1911 Encyclopædia Britannica/Bari (tribe)
BARI, a tribe of Nilotic negroes, living on the banks of the upper Nile some 200 m. N. of Albert Nyanza. They have as neighbours the Dinka to the north, the Madi to the south, and the Galla to the east. The men are tall and thin, the women fat and under middle height. Their colour is a deep dead brown. The men and unmarried girls go practically naked, the married women wearing a goatskin dyed red. The body is ornamented with red clay and the lower incisors are often extracted. Their sole wealth is cattle and their chief food milk and blood; meat is only eaten when a cow happens to die. They live in round grass huts with conical roofs. Twins are considered unlucky, the mother is divorced by her husband and her family must refund part of the marriage-price. The dead are buried in the hut; a square grave is dug in which the body is arranged in a sitting position with the hands tied behind the back. The most important men in the country are the rainmakers, who are reverenced even more than the chiefs, and, indeed, are famous among the surrounding tribes.

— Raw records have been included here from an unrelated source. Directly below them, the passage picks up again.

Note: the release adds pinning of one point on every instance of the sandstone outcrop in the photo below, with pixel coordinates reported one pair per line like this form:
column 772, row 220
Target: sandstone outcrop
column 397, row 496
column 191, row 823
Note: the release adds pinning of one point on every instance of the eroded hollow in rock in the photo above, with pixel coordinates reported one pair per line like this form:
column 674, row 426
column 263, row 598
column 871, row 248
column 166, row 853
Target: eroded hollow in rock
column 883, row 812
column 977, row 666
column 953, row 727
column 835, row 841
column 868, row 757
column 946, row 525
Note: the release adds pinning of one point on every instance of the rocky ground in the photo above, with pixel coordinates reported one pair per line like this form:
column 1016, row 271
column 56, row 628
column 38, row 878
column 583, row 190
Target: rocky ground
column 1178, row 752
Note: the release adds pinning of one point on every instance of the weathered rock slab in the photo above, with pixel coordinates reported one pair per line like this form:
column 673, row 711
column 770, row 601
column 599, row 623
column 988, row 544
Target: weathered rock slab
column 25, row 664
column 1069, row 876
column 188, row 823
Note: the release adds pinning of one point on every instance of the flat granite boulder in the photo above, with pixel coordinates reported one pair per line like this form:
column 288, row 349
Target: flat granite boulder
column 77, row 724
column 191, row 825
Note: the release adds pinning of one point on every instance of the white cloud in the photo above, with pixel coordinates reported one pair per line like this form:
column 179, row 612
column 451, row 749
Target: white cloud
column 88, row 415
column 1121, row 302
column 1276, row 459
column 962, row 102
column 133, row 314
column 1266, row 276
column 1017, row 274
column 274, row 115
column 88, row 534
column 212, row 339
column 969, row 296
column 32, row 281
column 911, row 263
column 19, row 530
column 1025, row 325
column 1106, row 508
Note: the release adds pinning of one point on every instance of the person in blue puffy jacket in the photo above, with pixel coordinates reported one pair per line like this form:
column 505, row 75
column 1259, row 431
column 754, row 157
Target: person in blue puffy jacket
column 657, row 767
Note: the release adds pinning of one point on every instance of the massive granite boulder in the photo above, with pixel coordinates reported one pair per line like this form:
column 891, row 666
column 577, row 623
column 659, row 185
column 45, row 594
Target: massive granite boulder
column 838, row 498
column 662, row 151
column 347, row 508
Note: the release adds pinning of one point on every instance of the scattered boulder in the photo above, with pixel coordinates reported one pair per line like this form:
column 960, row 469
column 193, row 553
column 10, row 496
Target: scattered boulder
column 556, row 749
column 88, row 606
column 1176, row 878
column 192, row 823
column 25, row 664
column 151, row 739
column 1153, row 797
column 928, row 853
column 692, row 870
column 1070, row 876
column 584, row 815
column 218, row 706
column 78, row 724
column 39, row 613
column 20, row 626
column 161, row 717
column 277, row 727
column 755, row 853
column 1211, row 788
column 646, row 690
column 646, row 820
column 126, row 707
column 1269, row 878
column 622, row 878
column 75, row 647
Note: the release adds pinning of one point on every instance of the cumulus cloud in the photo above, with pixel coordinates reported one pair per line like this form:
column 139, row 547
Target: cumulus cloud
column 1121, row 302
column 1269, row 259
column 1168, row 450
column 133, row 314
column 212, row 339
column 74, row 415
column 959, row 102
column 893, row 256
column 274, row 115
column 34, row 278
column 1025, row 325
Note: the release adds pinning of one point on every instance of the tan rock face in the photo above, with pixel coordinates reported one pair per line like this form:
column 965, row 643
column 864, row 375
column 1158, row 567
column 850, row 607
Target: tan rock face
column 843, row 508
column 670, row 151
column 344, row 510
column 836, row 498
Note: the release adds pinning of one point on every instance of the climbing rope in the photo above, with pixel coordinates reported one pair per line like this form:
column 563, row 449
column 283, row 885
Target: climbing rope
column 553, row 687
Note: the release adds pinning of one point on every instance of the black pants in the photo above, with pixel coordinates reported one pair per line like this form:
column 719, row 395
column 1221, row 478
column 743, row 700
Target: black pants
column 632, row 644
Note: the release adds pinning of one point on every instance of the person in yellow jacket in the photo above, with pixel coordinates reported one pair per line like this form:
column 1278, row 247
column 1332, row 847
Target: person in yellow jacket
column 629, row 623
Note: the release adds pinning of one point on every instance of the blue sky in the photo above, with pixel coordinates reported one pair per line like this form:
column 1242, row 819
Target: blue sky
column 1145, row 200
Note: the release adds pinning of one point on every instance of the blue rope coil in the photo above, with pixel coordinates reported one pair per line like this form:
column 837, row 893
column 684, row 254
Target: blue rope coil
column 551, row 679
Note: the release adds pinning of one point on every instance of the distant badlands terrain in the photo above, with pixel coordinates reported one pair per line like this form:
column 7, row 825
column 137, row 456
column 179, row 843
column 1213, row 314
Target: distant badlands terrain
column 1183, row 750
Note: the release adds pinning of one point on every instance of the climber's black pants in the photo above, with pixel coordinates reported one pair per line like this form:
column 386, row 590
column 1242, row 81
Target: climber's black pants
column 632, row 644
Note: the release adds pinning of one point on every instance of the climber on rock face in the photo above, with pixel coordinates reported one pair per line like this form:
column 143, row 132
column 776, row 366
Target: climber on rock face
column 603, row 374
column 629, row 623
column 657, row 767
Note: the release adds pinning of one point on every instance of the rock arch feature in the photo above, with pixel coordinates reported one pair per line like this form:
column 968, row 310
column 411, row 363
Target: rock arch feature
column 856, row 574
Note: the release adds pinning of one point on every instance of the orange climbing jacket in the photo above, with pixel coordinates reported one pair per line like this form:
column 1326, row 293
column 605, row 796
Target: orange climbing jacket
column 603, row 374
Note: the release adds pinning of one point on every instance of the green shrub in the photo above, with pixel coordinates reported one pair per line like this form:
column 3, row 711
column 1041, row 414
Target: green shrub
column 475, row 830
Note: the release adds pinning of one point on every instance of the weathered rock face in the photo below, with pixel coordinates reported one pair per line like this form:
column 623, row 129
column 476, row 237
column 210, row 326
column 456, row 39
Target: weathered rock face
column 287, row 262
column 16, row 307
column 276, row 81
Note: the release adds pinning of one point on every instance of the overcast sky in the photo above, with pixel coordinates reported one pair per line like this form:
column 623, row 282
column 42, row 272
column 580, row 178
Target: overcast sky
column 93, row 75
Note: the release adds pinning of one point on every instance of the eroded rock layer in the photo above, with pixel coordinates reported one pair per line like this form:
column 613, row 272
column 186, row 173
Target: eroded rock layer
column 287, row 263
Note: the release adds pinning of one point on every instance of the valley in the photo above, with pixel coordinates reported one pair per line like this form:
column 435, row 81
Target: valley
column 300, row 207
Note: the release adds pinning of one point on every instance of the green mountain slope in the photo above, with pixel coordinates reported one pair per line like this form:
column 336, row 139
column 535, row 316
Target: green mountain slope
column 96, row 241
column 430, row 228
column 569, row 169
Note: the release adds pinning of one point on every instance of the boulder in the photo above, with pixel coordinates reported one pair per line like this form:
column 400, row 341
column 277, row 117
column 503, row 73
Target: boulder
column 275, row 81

The Bari warriors have been much recruited for the Egyptian army and were formerly used as slave-hunters by the Arab traders.
See Sir Samuel Baker, The Albert N’yanza (London, 1866); Friedrich Muller, Die Sprache der Bari (Vienna, 1864); G. Casati, Ten Years in Equatoria (London, 1891); W. Junker, Travels in Africa (English ed., 1890–1892); R. C. Owen, Bari Grammar (1908).